Selenium levels vary between regions, so owners who have moved to a new location and feed animals in pastures or from locally produced grain should consider the soil composition, she said.
The mineral helps protect against oxidative damage to the animal’s muscles and is especially a concern in active animals.
“Generally speaking, areas where you have a lot of rainfall and acidic soil, those tend to be low in selenium, because selenium leaches out of the soil,” said Julia Montgomery of the University of Saskatchewan’s Western College of Veterinary Medicine, who has also studied selenium.
Arid climates with alkaline soils can have the opposite problem, she added.
A selenium deficiency can show itself as white muscle disease in foals and calves but is harder to detect in adults. Too much of the mineral is toxic.
“And there’s a pretty small margin of safety,” she said.
“So if a horse lives in an area where it’s not quite clear exactly which of these categories it would fall into, my recommendation would be to test the selenium and decide whether it needs to be supplemented or not.”
Researchers in Kentucky studied the influence of selenium on horses’ immune systems by feeding a group of animals unsupplemented local feed to deplete levels of the mineral in their diets. The area tends to be low in selenium.
Lawrence said the horses’ selenium status fell to low levels after four to five months of local feed.
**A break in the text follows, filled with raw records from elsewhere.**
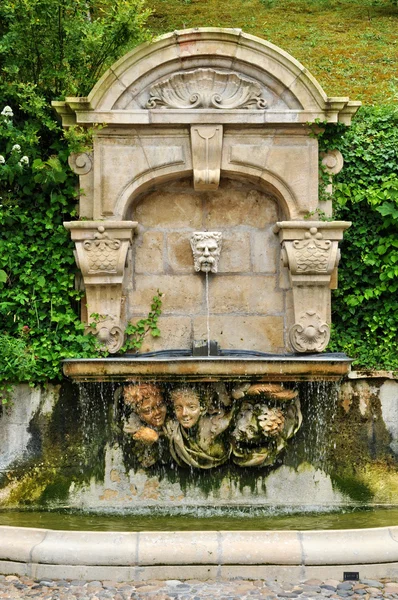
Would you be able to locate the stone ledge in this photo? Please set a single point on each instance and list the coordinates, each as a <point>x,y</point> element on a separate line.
<point>274,368</point>
<point>368,374</point>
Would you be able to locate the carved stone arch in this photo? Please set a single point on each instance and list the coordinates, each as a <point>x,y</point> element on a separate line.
<point>141,186</point>
<point>211,104</point>
<point>121,87</point>
<point>263,180</point>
The animals then received supplements.
The recommended intake of the mineral is 0.1 milligrams of selenium per kilogram of dry matter.
She said it took two months to get the selenium levels back to the normal range.
“It doesn’t happen in a week. It doesn’t happen in 10 days,” said Lawrence. “It takes a fairly long period of time.”
Montgomery said she has had success using a selenized fertilizer on pastures.
“If you have just a pasture pet or a recreational horse that doesn’t need any concentrate, that just eats hay or grass and the forage that they have available is low, that would be a way to supplement these horses,” she said. “Or they could just use a trace mineral block.”